October started off so beautifully. Even with 90 some odd degree weather, the humidity dropped and the breeze made it seem like fall, as much fall as we get in Florida. And then, on the day I planned to make sourdough grissini as part of dinner for this month's Sourdough Surprises, a front comes through and stalls out. Great bread baking weather, right?
But I keep my promises. Besides, I think part of the reason for joining a group like Sourdough Surprises is the challenge. So, on to my grissini.
I'll admit that I was not looking forward to this one. Years ago, when I first started baking with sourdough, one of the first things I tried making were breadsticks. They turned out horribly. I figured we could at least feed them to the fish in the pond by my sister's house. I'm not kidding – the fish wouldn't even eat them. Still, I am up for a challenge.

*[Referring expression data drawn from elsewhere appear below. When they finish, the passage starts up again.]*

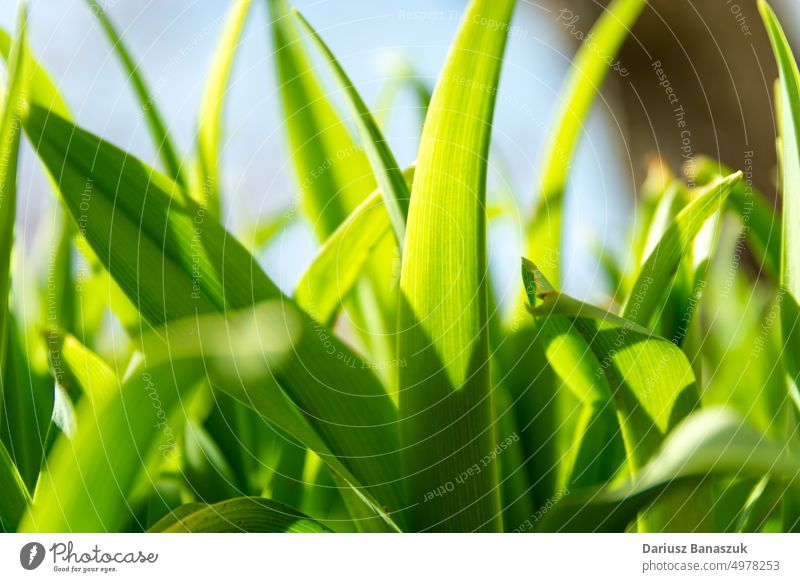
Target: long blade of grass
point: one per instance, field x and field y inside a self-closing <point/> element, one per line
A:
<point x="209" y="133"/>
<point x="589" y="69"/>
<point x="790" y="169"/>
<point x="132" y="219"/>
<point x="606" y="358"/>
<point x="158" y="129"/>
<point x="14" y="496"/>
<point x="659" y="269"/>
<point x="391" y="182"/>
<point x="333" y="172"/>
<point x="10" y="132"/>
<point x="335" y="270"/>
<point x="243" y="514"/>
<point x="712" y="441"/>
<point x="445" y="400"/>
<point x="334" y="175"/>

I knew I wasn't going to be able to do the suggested recipe. For one, my father will not eat olives. We've found by accident he likes a few foods he didn't think he did, but I doubt I could slip that past him. And no way are my mother and I trying to eat them all. For two, my food scale broke years ago (what I get for using it to weigh my parrot) and I never replaced it. Every single sourdough grissini recipe I found called for ingredients by weight, though. So I took EatingWell.Com's grissini recipe, halved and modified for sourdough. With the addition of my filling, of course!
I played around with some ideas, trying to use up some random ingredients. Maple walnut? Chocolate? Then again, I haven't baked anything savory in a while. So I decided against desert. I was pretty sure I wanted to do something Mexican-themed, something I love very much. It took off from there.
For the second time, I cooked with Kraft Mango Chipotle dressing. It's new (there's still no link or mention of it on the Kraft website), so it might be hard to find, but get it if you can. It's delicious as a marinade, as a salad dressing, and as it turns out, a base for my breadstick filling. I think the fruitiness kind of gives it a California flavor – hence calling them “Mexicali”. I mixed that with some taco sauce as my base, sprinkled some cheese on it, and voila!
Sourdough Mexicali Grissini
Adapted From EatingWell.Com
Makes 12 Grissini
6 oz fresh sourdough starter (A little over 2/3 of a cup, or 1/2 cup plus 2 tblsp)
1-1/4 cup all-purpose flour, plus more for dusting.
1 tblsp olive oil
1/2 tsp salt
2 tblsp Kraft Mango Chipotle Dressing
1 tblsp taco sauce
1/2 cup shredded jack cheese (Mine was a combo of Monterrey and Colby Jack)
- Mix sourdough starter, about half the flour, salt and oil in a large bowl. Add additional flour until dough is no longer sticky. Knead until smooth and elastic.
- Lightly oil a large bowl. Roll dough in oil until coated. Cover and let rise until doubled.
- Mix salad dressing and taco sauce.
- Spray 2 baking sheets with cooking spray, or line with parchment paper.
- Preheat oven to 375 degrees. Divide dough in half. On a lightly floured surface, flatten each into a roughly 6”x8” rectangle. Brush with dressing mixture and sprinkle with cheese. Cut each half into 6 strips. Carefully twist and place on baking sheets.
- Bake for 15 minutes or until lightly golden
I'd suggest serving them warm out of the oven, but with my family – especially during the week – that's not going to happen. They were still very good a few hours later:
They were a little stale the next day with my lunchtime salad:
Not sure if I'll do this again anytime soon, but it worked out.